- Developers: Kong Orange, WiredFly
- Publisher: Epic Games Publishing
- Director: Johan Oettinger
- Platforms: Nintendo Switch 2; PlayStation 5; Windows; Xbox Series X/S;
- Release: 2027
- Genres: Platform, adventure
- Mode: Multiplayer

= Out of Words =

Upcoming video game

Out of Words is an upcoming cooperative platform adventure game developed by Kong Orange and WiredFly, and published by Epic Games. It was announced during the Summer Game Fest 2025.

== Gameplay ==
Out of Words is a cooperative platform adventure game that features two-player collaboration. Players control Kurt and Karla as they explore the fictional world of Vokabulantis, using teamwork to traverse handcrafted environments and solve puzzles.

The game supports both local couch co-op and online cross-platform multiplayer. Gameplay includes physics-based puzzles, timing-oriented platforming sequences, and cooperative interactions with the environment. The setting includes stylized locations such as ancient catacombs and clay-built skyscrapers, requiring coordination and communication between players to advance.

Visual elements in the game, including character models and environments, are created using stop-motion animation techniques intended to produce a tactile, handcrafted aesthetic.

== Plot ==
Players follow the story of Kurt and Karla, two characters who have lost their voices. As they journey through the fantastical world of Vokabulantis, they confront obstacles that test their relationship and communication. The narrative explores themes of emotional connection, cooperation, and identity, as the characters work together to restore their ability to speak and understand one another.

The plot focuses on the characters’ shared quest to recover their voices and navigate their relationship amid growing challenges in their environment. The game presents a metaphorical exploration of language, love, and the difficulties of communication in the modern world.

== Development ==
The game is being developed by Danish game development studios Kong Orange and WiredFly, directed by Johan Oettinger of WiredFly, with concepts developed together with poet Morten Søndergaard. The animation and visuals draw heavily on physical puppetry and handcrafted sets.

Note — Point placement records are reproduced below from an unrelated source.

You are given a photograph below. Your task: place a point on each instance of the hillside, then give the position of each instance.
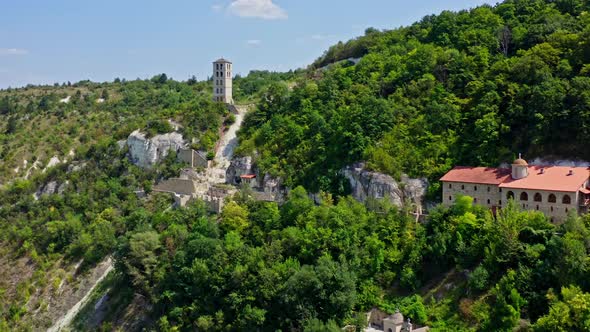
(473, 87)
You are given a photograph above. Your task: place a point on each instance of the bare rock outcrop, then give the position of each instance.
(239, 166)
(145, 152)
(366, 184)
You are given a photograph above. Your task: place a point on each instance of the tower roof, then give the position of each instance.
(222, 60)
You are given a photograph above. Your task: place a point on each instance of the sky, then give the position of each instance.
(43, 42)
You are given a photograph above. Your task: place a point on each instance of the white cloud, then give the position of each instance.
(254, 42)
(13, 51)
(264, 9)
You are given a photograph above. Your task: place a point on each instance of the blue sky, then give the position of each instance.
(45, 41)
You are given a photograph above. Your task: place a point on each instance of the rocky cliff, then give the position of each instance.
(366, 184)
(145, 152)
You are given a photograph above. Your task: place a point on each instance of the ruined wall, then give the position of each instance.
(366, 184)
(178, 186)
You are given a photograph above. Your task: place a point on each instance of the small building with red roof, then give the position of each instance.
(553, 190)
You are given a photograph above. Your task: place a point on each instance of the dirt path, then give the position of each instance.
(66, 319)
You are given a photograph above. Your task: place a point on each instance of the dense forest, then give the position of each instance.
(474, 87)
(471, 87)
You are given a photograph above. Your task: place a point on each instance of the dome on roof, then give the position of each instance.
(520, 161)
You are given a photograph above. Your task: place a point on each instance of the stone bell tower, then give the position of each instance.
(222, 81)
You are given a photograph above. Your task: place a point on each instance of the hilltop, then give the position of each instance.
(472, 87)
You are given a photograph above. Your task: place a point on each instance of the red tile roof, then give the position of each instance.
(482, 175)
(552, 178)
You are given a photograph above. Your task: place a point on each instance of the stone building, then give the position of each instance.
(553, 190)
(222, 81)
(196, 159)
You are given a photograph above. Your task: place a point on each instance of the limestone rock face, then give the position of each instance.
(51, 188)
(239, 166)
(145, 152)
(366, 184)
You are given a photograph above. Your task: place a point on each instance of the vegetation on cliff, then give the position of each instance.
(469, 87)
(473, 87)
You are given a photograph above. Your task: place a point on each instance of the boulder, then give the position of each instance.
(146, 152)
(366, 185)
(239, 166)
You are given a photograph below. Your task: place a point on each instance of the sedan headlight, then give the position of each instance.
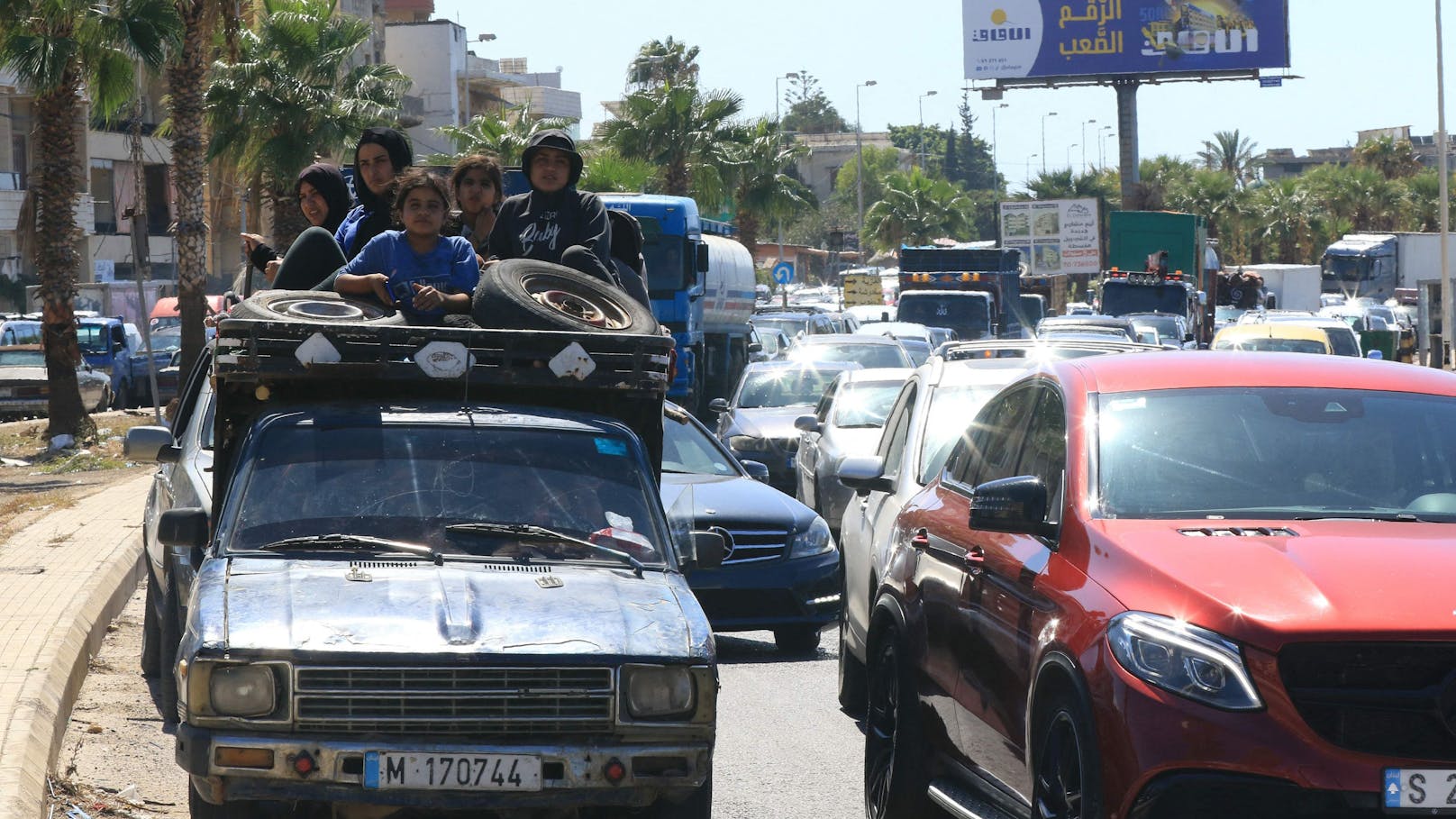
(242, 691)
(813, 541)
(1184, 659)
(660, 691)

The game was revealed on June 8, 2025, during Summer Game Fest. Out of Words is scheduled to release in early 2027 for Microsoft Windows via Epic Games Store, PlayStation 5, and Xbox Series X/S. Since the release of the Nintendo Switch 2, the game has also appeared on the official Nintendo Store.

==Reception==
Media outlets including IGN, GameSpot, GamesRadar, and GameRant covered the announcement, praising its unique visual style and thematic depth.

Out of Words has drawn comparisons to other narrative co-op games such as It Takes Two and Journey due to its emotional storytelling and cooperative mechanics.

Hideo Kojima, director of Death Stranding 2, publicly praised the game, calling it "simple, gentle, and beautiful" and stated it was the kind of game needed "in an age where we've lost the true meaning of 'words' on social media."